General Maritime (NYSE: GMR) stumbled badly last year in the timing of its massive Metrostar block tanker acquisition deal. Earlier this year, it made a US$ 200 mio recapitalization agreement with Oaktree Capital for needed funding. Now Genmar management is considering an additional US$ 50 mio ATM share offering for additional liquidity.
Oaktree is well known in shipping for its Beluga takeover. Beluga was a beleaguered German heavy lift company on which Oaktree earlier this year decided to pull the plug, take control of the company, fire the old management with plans to build it up into a major player in the heavy lift market.

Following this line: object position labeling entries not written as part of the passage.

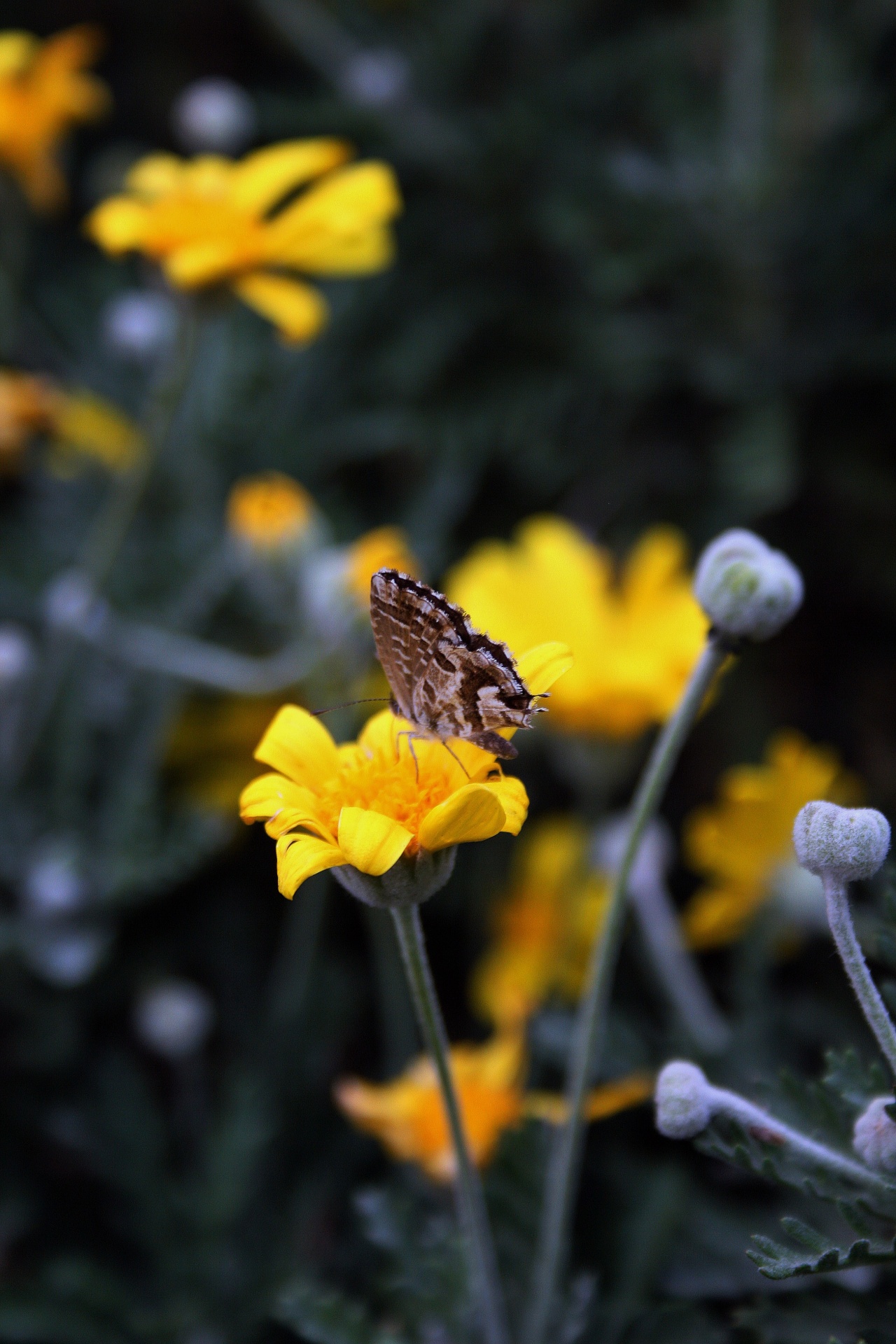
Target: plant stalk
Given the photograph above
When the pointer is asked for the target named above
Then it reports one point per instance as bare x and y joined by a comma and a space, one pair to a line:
856, 967
566, 1156
477, 1236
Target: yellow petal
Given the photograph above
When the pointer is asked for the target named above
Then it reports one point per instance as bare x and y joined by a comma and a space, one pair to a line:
264, 178
514, 802
475, 812
96, 429
542, 666
281, 806
300, 858
117, 225
156, 175
360, 254
298, 746
296, 309
371, 841
347, 203
206, 262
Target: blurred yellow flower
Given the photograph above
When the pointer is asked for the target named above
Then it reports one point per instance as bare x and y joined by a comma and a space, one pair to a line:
269, 512
634, 638
78, 425
742, 843
43, 92
367, 803
545, 927
211, 220
384, 547
407, 1114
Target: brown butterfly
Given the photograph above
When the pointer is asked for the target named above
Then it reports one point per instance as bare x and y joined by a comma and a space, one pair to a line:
447, 679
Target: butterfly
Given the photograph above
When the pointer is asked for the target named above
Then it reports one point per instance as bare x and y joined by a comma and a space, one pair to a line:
447, 679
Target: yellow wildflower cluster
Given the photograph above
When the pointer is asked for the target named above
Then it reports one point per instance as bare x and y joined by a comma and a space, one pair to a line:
80, 425
269, 512
634, 636
407, 1114
43, 92
742, 843
367, 803
545, 929
211, 220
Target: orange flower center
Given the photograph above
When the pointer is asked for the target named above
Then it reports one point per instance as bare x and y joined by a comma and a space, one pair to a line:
388, 784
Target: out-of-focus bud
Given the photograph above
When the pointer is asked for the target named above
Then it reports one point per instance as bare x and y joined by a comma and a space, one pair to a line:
214, 116
375, 78
65, 956
140, 324
174, 1019
54, 885
846, 843
71, 604
682, 1100
746, 589
875, 1136
16, 656
270, 515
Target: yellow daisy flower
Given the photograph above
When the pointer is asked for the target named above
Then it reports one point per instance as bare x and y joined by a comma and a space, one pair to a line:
45, 92
407, 1114
742, 843
384, 547
545, 927
269, 512
634, 638
368, 803
213, 220
78, 425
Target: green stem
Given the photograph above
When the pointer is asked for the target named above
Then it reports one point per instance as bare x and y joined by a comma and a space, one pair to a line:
477, 1237
566, 1156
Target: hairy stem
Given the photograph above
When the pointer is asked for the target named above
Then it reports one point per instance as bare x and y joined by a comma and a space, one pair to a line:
856, 967
566, 1156
477, 1237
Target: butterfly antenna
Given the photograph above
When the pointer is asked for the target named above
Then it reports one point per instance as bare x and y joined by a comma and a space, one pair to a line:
372, 699
457, 758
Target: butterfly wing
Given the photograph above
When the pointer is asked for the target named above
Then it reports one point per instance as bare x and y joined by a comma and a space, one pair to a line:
447, 678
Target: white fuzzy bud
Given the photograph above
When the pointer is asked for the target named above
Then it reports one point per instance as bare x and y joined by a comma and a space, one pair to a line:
746, 589
875, 1136
16, 655
214, 116
682, 1100
375, 78
140, 324
174, 1019
846, 843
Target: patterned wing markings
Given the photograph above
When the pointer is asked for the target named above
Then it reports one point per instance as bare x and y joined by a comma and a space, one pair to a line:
447, 679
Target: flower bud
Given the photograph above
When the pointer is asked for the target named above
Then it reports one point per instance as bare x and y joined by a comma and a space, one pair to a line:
140, 324
875, 1136
682, 1100
745, 588
846, 843
174, 1019
214, 116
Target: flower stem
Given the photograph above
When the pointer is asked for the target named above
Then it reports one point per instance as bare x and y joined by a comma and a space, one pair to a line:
856, 967
566, 1156
477, 1237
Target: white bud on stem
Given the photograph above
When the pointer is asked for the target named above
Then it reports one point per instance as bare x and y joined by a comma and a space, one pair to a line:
875, 1136
746, 589
844, 843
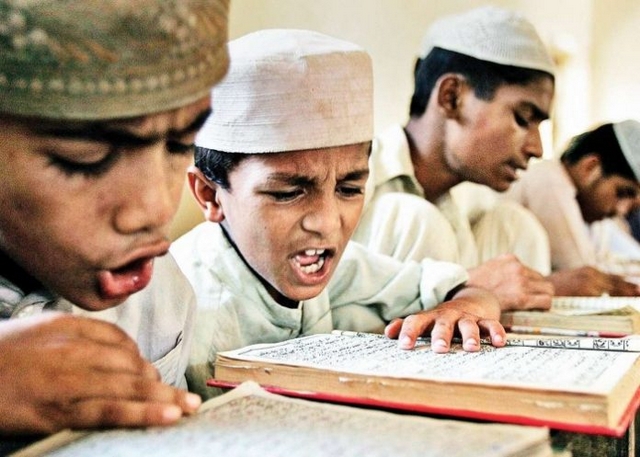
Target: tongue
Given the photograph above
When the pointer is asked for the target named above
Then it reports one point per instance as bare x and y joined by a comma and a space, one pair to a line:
305, 260
127, 280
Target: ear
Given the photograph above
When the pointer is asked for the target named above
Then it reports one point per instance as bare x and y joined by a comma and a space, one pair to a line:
591, 168
449, 94
206, 194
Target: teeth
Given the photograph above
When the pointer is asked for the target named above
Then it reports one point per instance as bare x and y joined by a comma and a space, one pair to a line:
313, 267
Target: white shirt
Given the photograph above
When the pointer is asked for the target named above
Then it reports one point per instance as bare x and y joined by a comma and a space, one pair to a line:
234, 308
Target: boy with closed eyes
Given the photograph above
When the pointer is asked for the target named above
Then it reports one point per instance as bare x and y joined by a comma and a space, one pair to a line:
280, 170
99, 107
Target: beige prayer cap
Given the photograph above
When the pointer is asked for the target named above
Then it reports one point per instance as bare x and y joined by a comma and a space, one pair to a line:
103, 59
628, 136
290, 90
492, 34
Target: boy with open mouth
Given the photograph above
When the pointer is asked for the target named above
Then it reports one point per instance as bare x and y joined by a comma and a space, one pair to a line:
100, 102
280, 170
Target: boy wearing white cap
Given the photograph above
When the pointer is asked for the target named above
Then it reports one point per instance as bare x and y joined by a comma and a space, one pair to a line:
100, 103
483, 85
280, 171
595, 178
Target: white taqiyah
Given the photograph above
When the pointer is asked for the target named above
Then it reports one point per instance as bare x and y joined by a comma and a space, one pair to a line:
492, 34
290, 90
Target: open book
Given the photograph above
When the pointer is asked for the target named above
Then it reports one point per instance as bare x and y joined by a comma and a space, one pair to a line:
579, 316
537, 382
251, 422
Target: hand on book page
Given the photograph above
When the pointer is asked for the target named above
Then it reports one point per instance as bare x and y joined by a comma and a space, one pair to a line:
248, 422
59, 370
472, 312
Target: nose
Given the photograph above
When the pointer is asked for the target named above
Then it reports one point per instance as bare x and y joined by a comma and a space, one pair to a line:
533, 144
323, 216
150, 191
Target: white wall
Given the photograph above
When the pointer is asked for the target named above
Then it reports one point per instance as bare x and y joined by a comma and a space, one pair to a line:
596, 41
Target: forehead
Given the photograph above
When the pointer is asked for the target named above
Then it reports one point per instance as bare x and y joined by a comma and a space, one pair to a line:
537, 94
311, 162
186, 119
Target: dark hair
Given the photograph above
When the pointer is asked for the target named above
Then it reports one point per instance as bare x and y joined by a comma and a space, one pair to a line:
603, 142
216, 165
484, 77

Since Oaktree holds a similar share option trigger with Genmar if things do not turn out to their liking, Genmar likely has limited room for much share dilution. This follow-on offering represents only about 25% of its current US$ 200 mio or so in overall shares value.

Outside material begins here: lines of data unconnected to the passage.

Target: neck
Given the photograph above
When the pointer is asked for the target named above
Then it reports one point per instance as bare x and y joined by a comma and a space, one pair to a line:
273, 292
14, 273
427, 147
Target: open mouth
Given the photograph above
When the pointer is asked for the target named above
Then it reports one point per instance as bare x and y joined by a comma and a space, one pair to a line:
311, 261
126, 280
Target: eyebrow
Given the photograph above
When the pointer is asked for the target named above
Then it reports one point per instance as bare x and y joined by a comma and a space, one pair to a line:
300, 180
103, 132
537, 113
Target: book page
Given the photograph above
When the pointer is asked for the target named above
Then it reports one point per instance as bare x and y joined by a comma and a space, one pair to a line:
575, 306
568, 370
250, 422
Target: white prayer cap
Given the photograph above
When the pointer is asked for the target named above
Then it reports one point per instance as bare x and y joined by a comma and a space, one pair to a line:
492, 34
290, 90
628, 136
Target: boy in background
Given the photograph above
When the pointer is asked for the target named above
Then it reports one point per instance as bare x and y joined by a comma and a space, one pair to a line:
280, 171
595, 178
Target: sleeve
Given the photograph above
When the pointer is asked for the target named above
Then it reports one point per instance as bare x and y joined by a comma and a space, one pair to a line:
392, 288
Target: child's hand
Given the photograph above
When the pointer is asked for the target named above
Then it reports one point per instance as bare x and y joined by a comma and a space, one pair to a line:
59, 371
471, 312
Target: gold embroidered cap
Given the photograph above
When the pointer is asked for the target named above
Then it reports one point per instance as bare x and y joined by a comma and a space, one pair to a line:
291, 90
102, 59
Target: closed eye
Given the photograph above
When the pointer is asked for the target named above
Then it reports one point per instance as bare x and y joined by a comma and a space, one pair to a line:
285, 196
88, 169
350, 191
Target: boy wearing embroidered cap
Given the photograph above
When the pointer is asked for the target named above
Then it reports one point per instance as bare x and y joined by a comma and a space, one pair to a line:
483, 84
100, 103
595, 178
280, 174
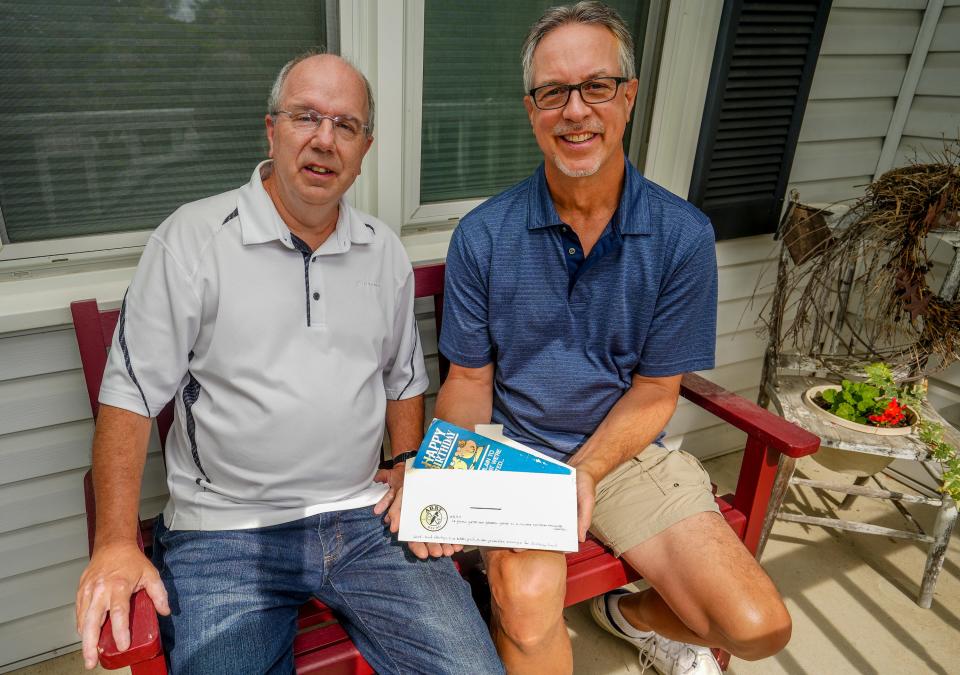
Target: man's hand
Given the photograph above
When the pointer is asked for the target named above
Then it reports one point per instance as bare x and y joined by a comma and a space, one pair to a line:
586, 496
115, 573
391, 503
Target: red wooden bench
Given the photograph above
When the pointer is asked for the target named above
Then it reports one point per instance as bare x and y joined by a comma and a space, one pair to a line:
322, 646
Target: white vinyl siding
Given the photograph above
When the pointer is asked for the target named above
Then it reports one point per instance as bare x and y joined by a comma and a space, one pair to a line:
45, 435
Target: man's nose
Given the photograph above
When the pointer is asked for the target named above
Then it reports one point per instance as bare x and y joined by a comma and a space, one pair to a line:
576, 109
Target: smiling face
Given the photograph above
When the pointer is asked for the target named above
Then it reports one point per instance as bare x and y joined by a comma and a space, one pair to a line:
314, 169
579, 139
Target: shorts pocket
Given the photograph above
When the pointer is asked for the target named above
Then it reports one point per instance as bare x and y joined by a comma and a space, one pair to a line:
678, 470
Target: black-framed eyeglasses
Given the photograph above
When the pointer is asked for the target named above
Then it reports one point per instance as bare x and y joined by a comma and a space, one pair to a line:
597, 90
345, 128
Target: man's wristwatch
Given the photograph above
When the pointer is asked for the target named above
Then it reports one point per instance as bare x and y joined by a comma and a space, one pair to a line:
403, 457
399, 459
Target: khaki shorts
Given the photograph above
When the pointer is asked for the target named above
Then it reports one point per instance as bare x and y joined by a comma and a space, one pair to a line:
647, 494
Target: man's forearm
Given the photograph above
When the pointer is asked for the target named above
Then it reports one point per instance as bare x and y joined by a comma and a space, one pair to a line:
466, 397
119, 452
405, 424
630, 426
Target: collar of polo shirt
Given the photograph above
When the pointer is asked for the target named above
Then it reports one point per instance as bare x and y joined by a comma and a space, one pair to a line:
260, 222
631, 217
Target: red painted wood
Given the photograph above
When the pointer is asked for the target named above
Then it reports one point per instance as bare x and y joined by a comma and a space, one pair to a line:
754, 487
93, 344
155, 666
323, 647
144, 635
747, 416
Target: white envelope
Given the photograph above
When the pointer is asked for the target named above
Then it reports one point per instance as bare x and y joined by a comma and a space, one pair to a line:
490, 508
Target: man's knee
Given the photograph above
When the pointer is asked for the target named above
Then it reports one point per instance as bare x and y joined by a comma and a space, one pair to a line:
760, 628
527, 591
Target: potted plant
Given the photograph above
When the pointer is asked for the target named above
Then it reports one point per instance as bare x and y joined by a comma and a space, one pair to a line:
878, 406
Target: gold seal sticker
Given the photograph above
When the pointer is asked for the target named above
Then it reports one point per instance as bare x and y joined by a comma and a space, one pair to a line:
433, 517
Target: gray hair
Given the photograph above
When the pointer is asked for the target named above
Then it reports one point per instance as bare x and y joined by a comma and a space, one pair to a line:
273, 101
588, 12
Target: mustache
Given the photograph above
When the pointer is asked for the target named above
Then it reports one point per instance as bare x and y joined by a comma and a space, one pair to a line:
564, 128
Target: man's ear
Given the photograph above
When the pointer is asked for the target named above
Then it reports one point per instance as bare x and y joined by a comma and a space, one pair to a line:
630, 88
531, 108
366, 149
271, 125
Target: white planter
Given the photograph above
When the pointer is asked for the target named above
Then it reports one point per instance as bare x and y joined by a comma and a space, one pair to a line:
845, 461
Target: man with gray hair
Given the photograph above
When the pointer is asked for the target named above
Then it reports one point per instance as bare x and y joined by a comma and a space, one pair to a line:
574, 303
281, 321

Genmar management argues that funds will be used as a safety net as it enters the traditionally softer rates climate of summer. They seem concerned about a loan covenant requiring the tanker owner to maintain a minimum cash balance of US$ 50 mio. It has some cushion on other covenants following the Oaktree injection and a refinancing with lenders, but admitted it was close on the cash benchmark on 31 March at US$ 62 mio.
Genmar was recently downgraded to sell by a major Scandinavian capital markets group. They see a potential for 10% lower asset values implying a 60% reduction in NAV. The company suffers very high gearing and 36% of its debt is financed at a cost of 12% or more.